Liga als Therapie: Leverkusen trotzt allen Widerständen

Die Liga ist die beste Therapie für Bayer Leverkusen. Das peinliche Elfmeter-Aus im Achtelfinale der Champions League beantwortete die Werkself vom Rhein ebenso mit einem Sieg in der Fußball-Bundesliga wie das Scheitern im DFB-Pokal.

Liga als Therapie: Leverkusen trotzt allen Widerständen
Fredrik Von Erichsen Liga als Therapie: Leverkusen trotzt allen Widerständen

Beim FSV Mainz 05 setzte sich Bayer mit 3:2 (1:0) durch und steckte dabei auch den Eklat um Emir Spahic weg, dessen Prügelei mit Ordnern nach der Pokalpartie gegen Bayern München für reichlich Gesprächsstoff sorgte. Dass man im Kreis der Teamkollegen kaum mit einer Rückkehr des Bosniers rechnet, verdeutlicht die Aussage von Kapitän Simon Rolfes: «Wir wünschen dem verletzten Ordner gute Besserung. Er gehört auch zu unserem Verein. Der Sieg ist auch für ihn.»

Der Schock bei Bayer sitzt tief, die Affäre dauert an, DFB und Staatsanwaltschaft ermitteln gegen den Bosnier. Man habe einige intensive Gespräche geführt, berichtete Geschäftsführer Michael Schade in Mainz und kündigte für Montag eine Entscheidung des Clubs an. Sportchef Rudi Völler ließ erkennen, dass die Juristen am Zuge sind, um die rechtlichen Fragen zu klären.

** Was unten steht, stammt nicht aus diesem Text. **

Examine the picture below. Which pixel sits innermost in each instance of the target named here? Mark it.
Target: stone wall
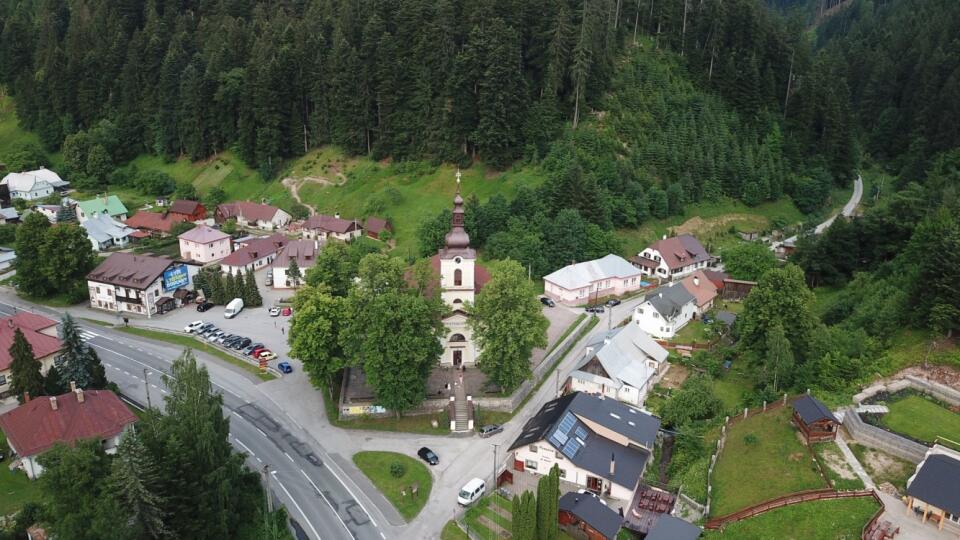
(881, 439)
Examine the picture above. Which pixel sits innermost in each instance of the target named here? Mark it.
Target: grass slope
(837, 519)
(376, 465)
(777, 464)
(922, 419)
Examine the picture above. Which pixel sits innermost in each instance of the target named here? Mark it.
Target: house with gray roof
(933, 493)
(666, 310)
(623, 365)
(585, 282)
(600, 444)
(105, 232)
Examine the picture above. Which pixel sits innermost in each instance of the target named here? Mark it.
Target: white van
(235, 306)
(471, 491)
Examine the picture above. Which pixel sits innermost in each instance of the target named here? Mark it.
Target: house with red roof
(251, 214)
(41, 334)
(204, 244)
(79, 415)
(254, 254)
(672, 258)
(322, 227)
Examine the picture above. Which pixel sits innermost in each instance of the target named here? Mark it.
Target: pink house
(205, 244)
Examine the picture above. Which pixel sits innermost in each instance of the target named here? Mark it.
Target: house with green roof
(108, 204)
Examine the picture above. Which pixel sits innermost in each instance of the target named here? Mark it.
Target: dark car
(427, 455)
(490, 430)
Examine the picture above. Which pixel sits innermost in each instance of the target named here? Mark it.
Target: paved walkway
(854, 464)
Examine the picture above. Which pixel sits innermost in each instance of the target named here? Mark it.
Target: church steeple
(457, 238)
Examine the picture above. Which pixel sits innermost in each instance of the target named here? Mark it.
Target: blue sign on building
(175, 277)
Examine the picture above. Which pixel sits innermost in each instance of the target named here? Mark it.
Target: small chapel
(461, 278)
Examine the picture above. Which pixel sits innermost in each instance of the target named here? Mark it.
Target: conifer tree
(24, 369)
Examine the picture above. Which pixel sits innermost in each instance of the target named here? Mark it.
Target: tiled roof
(680, 251)
(576, 276)
(203, 234)
(35, 426)
(30, 324)
(129, 270)
(330, 224)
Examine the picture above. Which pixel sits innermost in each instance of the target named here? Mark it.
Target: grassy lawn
(837, 519)
(189, 342)
(15, 488)
(775, 464)
(883, 467)
(922, 419)
(452, 531)
(376, 465)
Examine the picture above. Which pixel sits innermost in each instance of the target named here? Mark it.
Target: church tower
(458, 286)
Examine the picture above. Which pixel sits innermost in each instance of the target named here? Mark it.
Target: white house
(600, 444)
(672, 258)
(624, 365)
(67, 418)
(204, 244)
(587, 281)
(33, 185)
(105, 232)
(665, 311)
(137, 283)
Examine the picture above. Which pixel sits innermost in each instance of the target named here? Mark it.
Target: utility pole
(146, 386)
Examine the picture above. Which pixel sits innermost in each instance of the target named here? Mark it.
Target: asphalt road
(313, 494)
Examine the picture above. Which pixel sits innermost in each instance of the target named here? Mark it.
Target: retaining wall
(883, 440)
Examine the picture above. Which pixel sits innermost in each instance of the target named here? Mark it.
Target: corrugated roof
(34, 426)
(576, 276)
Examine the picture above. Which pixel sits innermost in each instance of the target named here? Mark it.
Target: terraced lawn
(922, 419)
(771, 463)
(836, 519)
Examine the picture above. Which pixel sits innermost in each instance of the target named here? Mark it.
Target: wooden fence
(787, 500)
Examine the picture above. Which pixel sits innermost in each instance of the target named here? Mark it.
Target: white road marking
(294, 501)
(328, 504)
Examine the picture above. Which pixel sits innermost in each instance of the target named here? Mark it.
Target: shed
(585, 511)
(814, 419)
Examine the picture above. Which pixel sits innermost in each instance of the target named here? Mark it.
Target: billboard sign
(175, 277)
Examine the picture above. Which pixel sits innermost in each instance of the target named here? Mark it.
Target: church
(461, 278)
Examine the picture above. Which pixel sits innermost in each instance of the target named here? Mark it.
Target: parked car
(427, 455)
(192, 327)
(490, 430)
(471, 491)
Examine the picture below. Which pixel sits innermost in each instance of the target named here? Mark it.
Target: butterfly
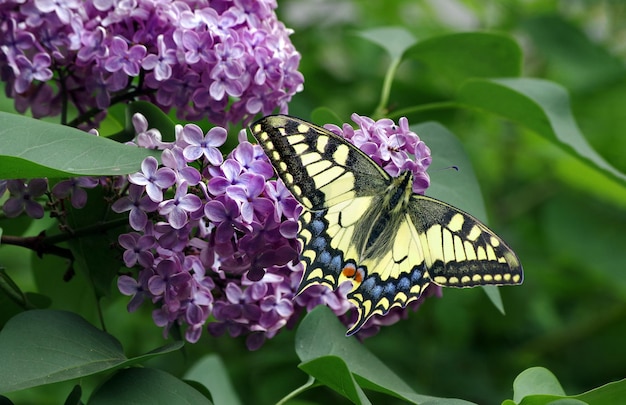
(363, 225)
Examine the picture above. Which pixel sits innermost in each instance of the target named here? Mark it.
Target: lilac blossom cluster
(225, 59)
(214, 239)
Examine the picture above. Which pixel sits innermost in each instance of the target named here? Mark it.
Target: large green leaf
(540, 105)
(322, 338)
(573, 58)
(211, 372)
(45, 346)
(146, 386)
(538, 386)
(334, 373)
(33, 148)
(452, 59)
(395, 40)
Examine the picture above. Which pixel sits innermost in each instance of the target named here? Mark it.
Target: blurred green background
(565, 221)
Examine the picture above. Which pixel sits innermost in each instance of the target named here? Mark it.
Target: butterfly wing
(334, 181)
(434, 242)
(349, 231)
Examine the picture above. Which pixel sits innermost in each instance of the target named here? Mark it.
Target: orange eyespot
(350, 271)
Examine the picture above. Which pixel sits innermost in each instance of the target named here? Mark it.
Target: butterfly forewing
(350, 233)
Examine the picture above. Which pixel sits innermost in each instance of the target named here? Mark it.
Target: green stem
(297, 391)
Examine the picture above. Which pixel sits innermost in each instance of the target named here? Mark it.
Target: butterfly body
(362, 225)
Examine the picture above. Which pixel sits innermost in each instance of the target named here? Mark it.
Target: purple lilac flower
(23, 198)
(224, 244)
(153, 178)
(225, 60)
(74, 188)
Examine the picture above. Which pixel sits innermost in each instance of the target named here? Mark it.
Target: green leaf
(325, 115)
(538, 386)
(321, 335)
(536, 380)
(333, 372)
(457, 187)
(540, 105)
(452, 177)
(33, 148)
(45, 346)
(452, 59)
(146, 386)
(211, 373)
(611, 393)
(96, 230)
(573, 59)
(395, 40)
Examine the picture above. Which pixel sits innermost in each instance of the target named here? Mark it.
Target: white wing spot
(474, 233)
(456, 223)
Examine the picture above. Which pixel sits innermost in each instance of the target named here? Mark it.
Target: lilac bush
(220, 251)
(221, 60)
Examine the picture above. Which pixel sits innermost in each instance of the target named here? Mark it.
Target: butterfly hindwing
(361, 225)
(462, 251)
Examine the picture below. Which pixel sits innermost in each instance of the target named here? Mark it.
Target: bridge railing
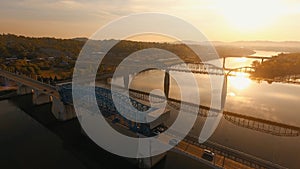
(28, 79)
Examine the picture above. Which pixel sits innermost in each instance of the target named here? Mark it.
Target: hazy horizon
(227, 21)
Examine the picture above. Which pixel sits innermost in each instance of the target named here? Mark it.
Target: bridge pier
(23, 90)
(39, 98)
(167, 84)
(62, 111)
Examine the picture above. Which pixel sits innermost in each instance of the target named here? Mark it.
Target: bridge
(63, 109)
(42, 93)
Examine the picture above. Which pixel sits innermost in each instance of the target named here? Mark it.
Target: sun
(248, 15)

Spahic steht bei Bayer noch bis Juni 2016 unter Vertrag. Die Fans hatten sich vor der Partie noch mit dem Bosnier solidarisiert. «Emir einer von uns» hieß es auf einem Banner. Doch alles andere als eine Trennung von dem 34-Jährigen wäre eine Überraschung. «Der Weg zurück in die Mannschaft ist sehr fragwürdig», sagte Trainer Roger Schmidt im ZDF-Sportstudio. Er hatte es verstanden, den Ausraster von Spahic und dessen Folgen aus den Köpfen der Spieler zu bekommen.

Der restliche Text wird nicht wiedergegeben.